Bob Angell, director of the Communications Technology Resource Centre at Lakehead University, said he’s already there. Lakehead, in Thunder Bay, Ont., is flush with cash due to grants from the SuperBuild project and stipends specific to development in Northern Ontario, he said.

The university has two buildings for back-up, he said, adding that Lakehead has capital to provide for such facilities but not necessarily enough operating budget to support them all. A project to install an IP network took a year to get off the ground and had numerous growing pains, he said. “”There’s always a penalty in bleeding edge technology, but there’s also a bonus.””

Lakehead now runs on completely IP-based telephony, and through the ORION network, also runs the back-up needs and IP telephony of Laurentian University in Sudbury, Ont.

The university is investigating more collaborative uses of ORION like videoconferencing and more online learning. It is also developing a virtual reality centre, which could conceivably be shared with remote locations over ORION.

Algonquin is also aiming to offer more online learning, said Brock. The college currently has 10 per cent of its learning hours online, and plans to double that by 2006.

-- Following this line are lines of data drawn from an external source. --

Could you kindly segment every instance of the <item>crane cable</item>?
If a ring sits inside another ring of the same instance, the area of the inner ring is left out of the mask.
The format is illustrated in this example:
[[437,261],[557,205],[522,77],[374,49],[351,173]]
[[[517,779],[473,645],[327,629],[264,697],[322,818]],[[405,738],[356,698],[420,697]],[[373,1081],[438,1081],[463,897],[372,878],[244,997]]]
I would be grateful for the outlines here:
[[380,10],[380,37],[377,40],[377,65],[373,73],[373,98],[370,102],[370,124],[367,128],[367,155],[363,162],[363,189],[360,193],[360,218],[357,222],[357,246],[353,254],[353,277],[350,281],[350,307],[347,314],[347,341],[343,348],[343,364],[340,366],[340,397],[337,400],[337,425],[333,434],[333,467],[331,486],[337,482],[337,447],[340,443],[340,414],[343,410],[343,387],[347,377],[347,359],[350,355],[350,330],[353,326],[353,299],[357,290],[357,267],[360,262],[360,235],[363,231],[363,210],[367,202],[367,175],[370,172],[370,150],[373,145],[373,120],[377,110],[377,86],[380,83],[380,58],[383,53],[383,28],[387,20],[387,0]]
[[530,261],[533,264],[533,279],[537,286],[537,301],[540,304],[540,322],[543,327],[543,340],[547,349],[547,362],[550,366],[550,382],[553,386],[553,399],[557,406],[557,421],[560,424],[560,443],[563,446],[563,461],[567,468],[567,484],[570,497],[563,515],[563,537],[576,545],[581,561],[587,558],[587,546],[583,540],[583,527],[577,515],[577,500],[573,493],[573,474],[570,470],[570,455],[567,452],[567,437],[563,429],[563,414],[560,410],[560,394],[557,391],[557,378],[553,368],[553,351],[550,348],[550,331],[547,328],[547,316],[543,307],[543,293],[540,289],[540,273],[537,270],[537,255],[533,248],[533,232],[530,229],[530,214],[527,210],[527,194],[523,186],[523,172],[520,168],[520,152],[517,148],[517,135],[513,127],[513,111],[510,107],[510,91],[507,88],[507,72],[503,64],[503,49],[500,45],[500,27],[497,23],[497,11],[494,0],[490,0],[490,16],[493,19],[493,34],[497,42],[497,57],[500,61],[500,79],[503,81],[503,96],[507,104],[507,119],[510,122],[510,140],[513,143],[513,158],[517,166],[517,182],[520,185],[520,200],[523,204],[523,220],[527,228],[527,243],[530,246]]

An increased reliance on online learning also means that the university’s network requires 24×7 uptime, said Brock, since students could be accessing the lessons at any hour of the night or day.

Gagne noted that as more applications like these are available online, disaster recovery takes on a more critical role. “”The acceptable downtime and recovery requirements are shrinking rapidly.””

He said that York University should know more about using ORION as a disaster recovery tool once its initial findings are completed this fall.